Machine Learning-generated images are often beautiful. They're also often distinguishable from the artists on whose work they were trained, albeit usually because there is something uncanny or not-quite-right about them compared to work that was made with intent. Nonetheless, ML-generated images can be claimed to have a style that is their own, even if that style's influences are worn on its sleeve. I maintain that there is a significant difference between a style obtained solely by mashing together bits of data, and a style obtained by acting with intent, and I believe its at the core of the latter where "art" is typically found.

The machines will get there.

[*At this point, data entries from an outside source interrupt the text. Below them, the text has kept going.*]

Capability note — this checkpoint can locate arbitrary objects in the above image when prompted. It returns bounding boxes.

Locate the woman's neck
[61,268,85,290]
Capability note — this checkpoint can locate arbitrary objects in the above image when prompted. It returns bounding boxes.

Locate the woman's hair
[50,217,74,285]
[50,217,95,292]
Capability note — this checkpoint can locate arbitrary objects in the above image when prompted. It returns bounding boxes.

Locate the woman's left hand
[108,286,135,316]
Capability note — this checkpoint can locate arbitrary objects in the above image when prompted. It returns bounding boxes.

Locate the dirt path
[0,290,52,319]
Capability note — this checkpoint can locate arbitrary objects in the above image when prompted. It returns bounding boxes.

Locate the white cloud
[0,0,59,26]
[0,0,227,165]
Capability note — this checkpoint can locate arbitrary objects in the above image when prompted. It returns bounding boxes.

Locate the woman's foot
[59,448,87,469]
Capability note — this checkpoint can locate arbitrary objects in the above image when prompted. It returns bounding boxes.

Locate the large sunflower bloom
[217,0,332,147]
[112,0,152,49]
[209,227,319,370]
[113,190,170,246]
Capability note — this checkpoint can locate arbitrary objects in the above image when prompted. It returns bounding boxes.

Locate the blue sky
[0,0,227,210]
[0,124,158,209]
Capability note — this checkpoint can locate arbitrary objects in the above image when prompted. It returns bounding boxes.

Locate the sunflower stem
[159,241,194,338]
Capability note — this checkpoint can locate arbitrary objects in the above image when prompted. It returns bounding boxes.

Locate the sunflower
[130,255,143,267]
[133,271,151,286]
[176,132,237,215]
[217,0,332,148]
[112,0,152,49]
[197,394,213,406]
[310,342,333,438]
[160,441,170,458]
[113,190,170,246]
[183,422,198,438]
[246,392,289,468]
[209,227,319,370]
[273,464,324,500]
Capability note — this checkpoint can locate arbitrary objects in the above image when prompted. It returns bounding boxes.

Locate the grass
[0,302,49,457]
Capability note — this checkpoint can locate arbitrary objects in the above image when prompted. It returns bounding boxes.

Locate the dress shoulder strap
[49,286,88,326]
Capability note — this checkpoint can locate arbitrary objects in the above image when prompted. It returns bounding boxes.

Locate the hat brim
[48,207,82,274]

They're going to get a lot of places, some of them very soon, some of them a little later, but they'll get there. It's going to be scary for most people, at some point. Your job, whatever your job is, will be threatened first by Machine Learning and then, later, by true artificial intelligence. My job as a software engineer, my writing, my illustration (amateur though it is) — all of these are already threatened by Machine Learning. I can't control that. What I can control is the work I choose to consume - what I look at, what I support, what I pay for. When the machines can deliver art made with intent, if I am still alive when they get there, I will reevaluate. For now, they cannot. I'm sticking with human beings.